The thing is, I’ve informed eight of the nine people who congratulated me that I am not graduating this year. However, there was one person to who I just could not break the news. I don’t know whether it was because he seemed so genuinely happy and supportive or because I hadn’t had coffee yet, but I couldn’t find the words to tell him that I am not graduating this year—what a pleasant surprise for him when he sees me at the end of August. 

 I could easily be made fun of for many of the things I do. 

During the remote period this semester, it was brought to my attention that the notepad I keep in my backpack is “geeky.” If you are wondering who referred to my notepad as “geeky,” it was my mother. Personally, I enjoy my notepad because there are a lot of things that enter my brain throughout the day that I need to write down, or else they are lost forever. However, I now see that carrying around a notepad is not only borderline excessive but also a little strange based on the fact that I don’t see anyone else on this campus with a notepad. 

Another hot topic of conversation since one of my previous articles was published is my low screen time. People were amazed to hear that my average screen time is one hour and eleven minutes per day. I just have nothing important to do on my phone other than text my mom and check my co-star. Recently, I achieved a new personal record of an average screen time of fifty minutes per day. Quite honestly, when I received the notification informing me of my screen time, I did not feel a sense of accomplishment. Fifty minutes per day is absolutely ridiculous, and I give everyone permission to make fun of me for it. 

Dating should not be a “challenge”

Recently after talking to my friends about our current tea, I made a fascinating discovery. I think that sometimes we enjoy going after a person who seems “on the fence” about liking us back because it seems like a challenge. We believe that if we can ultimately “convince” them to like us back, then we must be pretty fantastic. A few of my friends have even said that if things feel too easy, then they simply are not interested anymore. Personally, I was a bit shocked to hear this based on the fact that I look forward to the day when things feel easy. This leads me to a realization that I would like to share: maybe if it is what is right for us at that time, then we won’t have to do all of this convincing. We won’t always be scheming, trying to figure out how to present ourselves in a way that makes us appear smart, funny, or exciting. Maybe the person will actually just be interested in us with no scheming required.

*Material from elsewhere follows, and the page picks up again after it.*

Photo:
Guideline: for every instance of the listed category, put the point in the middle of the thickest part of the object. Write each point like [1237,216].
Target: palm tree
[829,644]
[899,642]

After sharing this with one of my best friends, she told me that she was going to tell her suitemates this refreshing news as soon as possible. I guess if it was urgent news, then it is worth sharing this truth here. 

Everything will be okay.

On a more serious note, I would like to acknowledge the fact that things get better. The start of this semester was not particularly ideal. Quite honestly, during February and March, it felt like I was treading water between everything that was happening in my life. 

Although I’ve had a new little pep in my step for life for the last month or so, simply because I realize that I have a lot to look forward to. Later this month, I will be returning to my starring role as a substitute teacher. I cannot wait for the first morning when the kindergarten students will call me Mrs. Suzy again. I will be returning to the great state of Maine with my family, and I cannot wait for the first day that I get to tan outdoors with a UV index higher than 2. I am also looking forward to the first time my dad and I will roll down to the Lowell Dunkin’ Donuts on a Saturday morning in the Ford F150. It’s the little things for me.

I’ve learned that everything will be okay, even if at the time it doesn’t feel that way. Even in the chaos, we can find things to look forward to. 

Eventually, life will slow down…at least a little bit.